Langford is usually wearing his lime green safety vest. When it’s cold out, he’ll wear a blaze orange jacket and matching pants. He said all the crossing guards are either wearing bright safety vests or other bright colors. They also all have a large, orange flag that says “STOP.”
The crossing guards are stationed at crosswalks at :Victoria and South Grant; South Orient and Victoria; South Prairie and Victoria; School and Highland.
They get there at 7:30 in the morning. While school starts at 8 a.m. at the elementary school, the crossing guards stay until around 8:10 a.m. since some children arrive late. The afternoon shift starts at about 2:45 and lasts until around 3:30.
Children that live close enough to walk to and from school, or go to a nearby daycare or relative’s house use the crosswalks. They see all ages of elementary school children and even some high schoolers.
When Langford is stationed at the crosswalk, he sees a lot of drivers go by and observes many different behaviors. Not all of them are admirable.
“They’ll have cell phones to their ears. I see people blow through stop signs,” he explained.
“There’s speed limit signs all around the school. It’s 20 mph when children are present, Langford said.
Minnesota State Law is 20 mph in a school zone. There are marked signs around the elementary school and near St. John Vianney School and St. Paul Lutheran School as well.
“Especially this time of year, slow down. If you’re going to be late, start out earlier,” Langford pleaded.
He pointed out that slippery roads make it harder to stop when it’s needed.
As Langford pointed out children are at the school playground not just during the school day but on weekends too. If a ball gets loose, children will chase after it without checking their surrounding first so it’s important for a driver to be aware, especially when driving near a school playground.
When someone is walking through the crosswalk, they are in the right of way and cars are required to stop.
“If any pedestrian is off the curb, you’re suppose to stop,” Langford reminded.
Langford expressed frustration because parents often park across the street from the school and the children will run across the street to them without using the crosswalk.
“Who are they going to listen to? Me, or mom and dad? We’re there for the protection of the kids,” Langford said of the crossing guards.

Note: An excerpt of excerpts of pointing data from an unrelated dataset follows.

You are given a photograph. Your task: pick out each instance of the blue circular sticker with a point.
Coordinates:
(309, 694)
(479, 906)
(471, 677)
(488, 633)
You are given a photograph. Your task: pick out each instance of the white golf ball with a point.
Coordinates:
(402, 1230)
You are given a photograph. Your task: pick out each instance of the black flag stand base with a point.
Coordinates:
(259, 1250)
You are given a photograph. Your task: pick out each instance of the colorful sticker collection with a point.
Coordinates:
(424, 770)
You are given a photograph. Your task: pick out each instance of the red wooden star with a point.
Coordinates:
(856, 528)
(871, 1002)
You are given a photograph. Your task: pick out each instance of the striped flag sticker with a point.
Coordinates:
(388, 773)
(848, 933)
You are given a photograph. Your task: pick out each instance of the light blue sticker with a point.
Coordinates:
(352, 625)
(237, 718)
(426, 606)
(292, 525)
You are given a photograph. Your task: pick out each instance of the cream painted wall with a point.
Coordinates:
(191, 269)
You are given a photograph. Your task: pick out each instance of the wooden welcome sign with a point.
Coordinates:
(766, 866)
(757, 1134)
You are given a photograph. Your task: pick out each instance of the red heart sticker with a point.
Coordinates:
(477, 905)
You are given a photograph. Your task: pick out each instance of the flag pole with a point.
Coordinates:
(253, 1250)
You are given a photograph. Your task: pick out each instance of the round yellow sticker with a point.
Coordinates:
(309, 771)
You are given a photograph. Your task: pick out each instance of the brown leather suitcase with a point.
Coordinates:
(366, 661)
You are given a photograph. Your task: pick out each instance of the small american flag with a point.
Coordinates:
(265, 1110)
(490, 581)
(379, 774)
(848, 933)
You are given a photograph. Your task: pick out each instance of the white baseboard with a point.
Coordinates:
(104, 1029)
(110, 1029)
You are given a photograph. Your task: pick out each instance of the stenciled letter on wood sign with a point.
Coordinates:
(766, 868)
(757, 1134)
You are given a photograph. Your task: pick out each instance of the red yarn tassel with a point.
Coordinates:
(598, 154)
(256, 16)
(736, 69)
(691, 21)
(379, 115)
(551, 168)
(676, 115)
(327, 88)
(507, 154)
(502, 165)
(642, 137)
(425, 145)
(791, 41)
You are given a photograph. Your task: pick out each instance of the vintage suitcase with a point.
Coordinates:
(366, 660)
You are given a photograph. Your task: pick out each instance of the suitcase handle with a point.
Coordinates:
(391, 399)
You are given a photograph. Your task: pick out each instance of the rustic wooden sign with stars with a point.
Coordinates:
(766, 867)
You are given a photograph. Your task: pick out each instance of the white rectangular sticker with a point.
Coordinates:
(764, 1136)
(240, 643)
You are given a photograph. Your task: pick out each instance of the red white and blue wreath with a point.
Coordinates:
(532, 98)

Even on mornings when it’s below freezing or raining, the crossing guards will still be seen at their posts.
“As long as school is in session, we’re out there everyday,” Langford said.
He has seen many children grow up over his years of working as a crossing guard. He has also seen siblings pass through.
“There’s at least two girls that I met here that are graduating high school this year” Langford said.
“The kids thank us, both the girls and boys. It’s nice to hear. We love those kids. We look out for them and they treat us well.”